On this page: http://store.thirdgenerationshootingsupply.com/browse.cfm/2,3612.html I use Chrome to get the xpath in order to make things a lot easier for me when dealing with this xpath issue. Once I had figured out how you got the code working on the first link I posted I pretty much did the same thing, I got the path for the entire grid with products then I went back one position in order to get the other values as I go down the tree.

// path to the entire table
/html/body/table/tbody/tr[4]/td/table/tbody/tr/td[2]/table

// this is what I used
/html/body/table/tr[4]/td/table/tr/td[2]/table/tr

// then to get the values under my first selection while traversing the tree I would use.
string product = listItem.SelectSingleNode("./td[1]/a").InnerText; (debugger stops the program)

I have no idea how to get the values that I need under these nodes since everything I am doing is crashing. Basically in all of this I am just trying to get the following info on every page I am scraping.

// productlink (./td[1]/a and //td[2]/a and ./td[2]/b crashes the debugger)

RED DOT 1 LB

<br>

// item # (difficult to get because of location)
Item #:
 ALLREDDOT1LB
<br>

// qty in stock
Qty In Stock:
 0
<br>

// price
<table class="itemPriceTable" cellpadding=0 cellspacing=0 border=0><tr class="itemSellPriceRow"><td class="bodyTextSmallBold"><span class="itemSellPriceLabel">Your Price: </span></td><td class="bodyTextSmall"><span class="itemSellPrice">$18.59</span></td></tr></table>

Hopefully the picture can explain a lot better than what I am trying to explain.

-----------------------------------------------------------------------------------------------------------------------------------

Here is another scenario, this other page used the same code that you posted the first time.

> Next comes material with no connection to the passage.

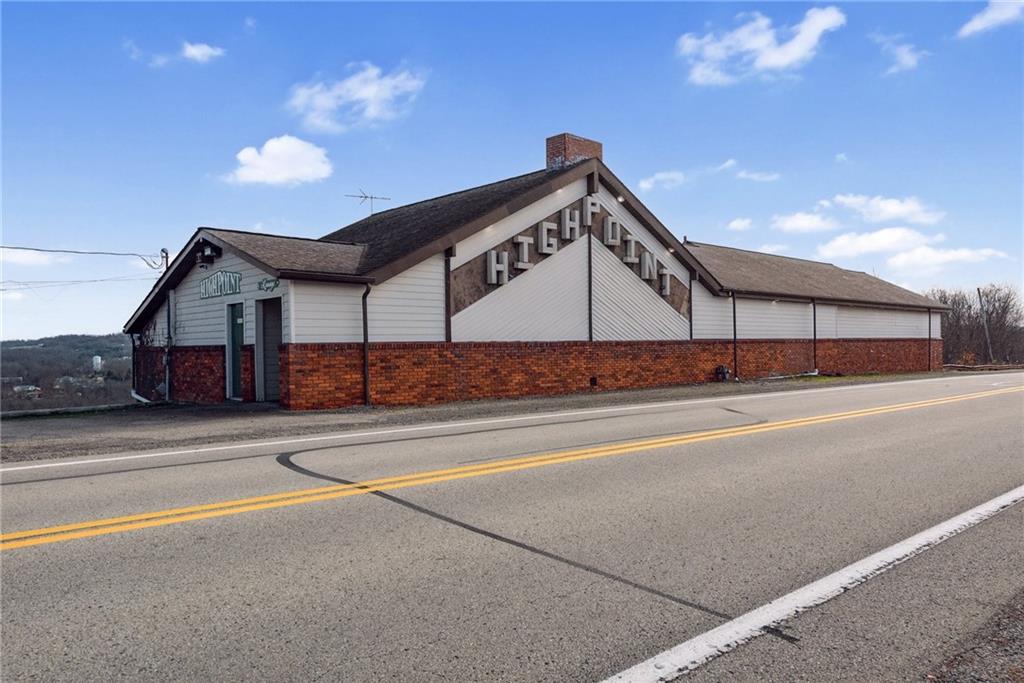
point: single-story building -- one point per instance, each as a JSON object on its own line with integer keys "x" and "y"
{"x": 554, "y": 282}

https://www.americanreloading.com/en/31-gunpowder

//[@id="product_list"]/li

When I tried to duplicate the code nothing worked. There are some values that are more descriptive than others and its better to get those values instead, unfortunately I couldn't get past go.

when you go back up the tree like this

./a (how do you get the href vaule or the title value??)

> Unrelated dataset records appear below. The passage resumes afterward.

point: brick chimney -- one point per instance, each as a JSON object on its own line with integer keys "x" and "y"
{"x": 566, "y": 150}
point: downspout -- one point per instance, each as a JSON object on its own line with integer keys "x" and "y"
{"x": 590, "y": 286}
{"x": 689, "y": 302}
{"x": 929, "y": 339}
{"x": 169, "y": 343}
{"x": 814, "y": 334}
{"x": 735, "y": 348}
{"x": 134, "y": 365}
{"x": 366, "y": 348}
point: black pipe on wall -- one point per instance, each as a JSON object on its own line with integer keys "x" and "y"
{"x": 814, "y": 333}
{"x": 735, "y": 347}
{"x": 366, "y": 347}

Google searched for many hours, read many tutorials on xpath and still not getting anywhere efficiently.

I was going to post two pics with the post but it looks like its not possible.


Thanks again for the help.
Mario Z 26-May-15 5:02am    
Hi, I edited the previous solution to include these two new scenarios.
Please check it out, I hope it helps.
theadmin 26-May-15 10:27am    
Thanks for pointing me to that tool Mario, I have been looking for something to simplify finding the correct path.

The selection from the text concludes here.